Eleven others were killed in Israeli fire at crowds of displaced Palestinians awaiting aid trucks brought in by the United Nations along the Salahuddin road in central Gaza, medics said.

The Israel army said it was looking into the reported deaths of people waiting for food. Regarding the other strikes, it said it was "operating to dismantle Hamas military capabilities" and "feasible precautions to mitigate civilian harm."

On Tuesday, Gaza's health ministry said 397 Palestinians among those trying to get food aid had been killed and more than 3,000 wounded since aid deliveries restarted in late May.

Some in Gaza expressed concern that the latest escalations in the war between Israel and Hamas that began in October 2023 would be overlooked as the focus moved to Israel's five-day-old conflict with Iran.

"People are being slaughtered in Gaza, day and night, but attention has shifted to the Iran-Israel war. There is little news about Gaza these days," said Adel, a resident of Gaza City.

"Whoever doesn't die from Israeli bombs dies from hunger. People risk their lives every day to get food, and they also get killed and their blood smears the sacks of flour they thought they had won," he told Reuters via a chat app.

'FORGOTTEN'

Israel has been channeling much of the aid it is now allowing into Gaza through a new US- and Israeli-backed group, the Gaza Humanitarian Foundation, which operates a handful of distribution sites in areas guarded by Israeli forces.

It has said it will continue to allow aid into Gaza, home to more than 2 million people, while ensuring aid doesn't get into the hands of Hamas.
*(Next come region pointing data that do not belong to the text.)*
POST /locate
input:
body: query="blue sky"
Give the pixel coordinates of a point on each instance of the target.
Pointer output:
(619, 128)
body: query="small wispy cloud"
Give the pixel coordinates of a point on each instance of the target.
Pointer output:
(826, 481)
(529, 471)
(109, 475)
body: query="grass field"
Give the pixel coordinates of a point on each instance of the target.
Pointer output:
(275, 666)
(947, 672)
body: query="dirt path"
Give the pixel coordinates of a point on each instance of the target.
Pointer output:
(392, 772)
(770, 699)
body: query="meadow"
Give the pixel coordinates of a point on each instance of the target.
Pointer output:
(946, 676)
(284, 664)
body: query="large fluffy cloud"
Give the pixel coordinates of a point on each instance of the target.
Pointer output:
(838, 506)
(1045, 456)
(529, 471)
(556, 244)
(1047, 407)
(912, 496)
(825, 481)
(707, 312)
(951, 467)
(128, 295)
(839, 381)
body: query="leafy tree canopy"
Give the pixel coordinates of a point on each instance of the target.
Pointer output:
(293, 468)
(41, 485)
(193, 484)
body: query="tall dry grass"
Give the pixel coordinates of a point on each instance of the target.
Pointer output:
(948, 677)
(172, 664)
Hamas denies seizing aid, saying Israel uses hunger as a weapon against the population in Gaza.

The Gaza war was triggered when Hamas-led fighters attacked Israel in October 2023, killing 1,200 and taking about 250 hostages, according to Israeli allies.

US ally Israel's subsequent military assault on Gaza has killed nearly 55,000 Palestinians, according to Gaza's health ministry, displaced almost all the territory's residents, and caused a severe hunger crisis.
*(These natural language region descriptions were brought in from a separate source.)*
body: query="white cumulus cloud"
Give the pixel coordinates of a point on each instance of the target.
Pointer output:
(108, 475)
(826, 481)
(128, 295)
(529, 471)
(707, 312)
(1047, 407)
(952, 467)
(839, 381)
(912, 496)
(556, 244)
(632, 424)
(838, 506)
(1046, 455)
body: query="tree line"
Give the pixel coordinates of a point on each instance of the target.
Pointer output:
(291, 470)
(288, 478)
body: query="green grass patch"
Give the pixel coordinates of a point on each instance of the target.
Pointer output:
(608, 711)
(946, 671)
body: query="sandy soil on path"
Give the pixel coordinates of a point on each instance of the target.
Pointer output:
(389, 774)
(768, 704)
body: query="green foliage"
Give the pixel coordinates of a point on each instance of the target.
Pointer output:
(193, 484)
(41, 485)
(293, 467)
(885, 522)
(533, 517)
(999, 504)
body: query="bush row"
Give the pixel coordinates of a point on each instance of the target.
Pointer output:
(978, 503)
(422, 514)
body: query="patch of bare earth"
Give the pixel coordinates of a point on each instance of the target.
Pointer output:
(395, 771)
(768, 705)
The assault has led to accusations of genocide and war crimes, which Israel denies.

Palestinians in Gaza have been closely following Israel's air war with Iran, long a major supporter of Hamas.

"We are maybe happy to see Israel suffer from Iranian rockets, but at the end of the day, one more day in this war costs the lives of tens of innocent people," said 47-year-old Shaban Abed, a father of five from northern Gaza.

"We just hope that a comprehensive solution could be reached to end the war in Gaza, too. We are being forgotten," he said.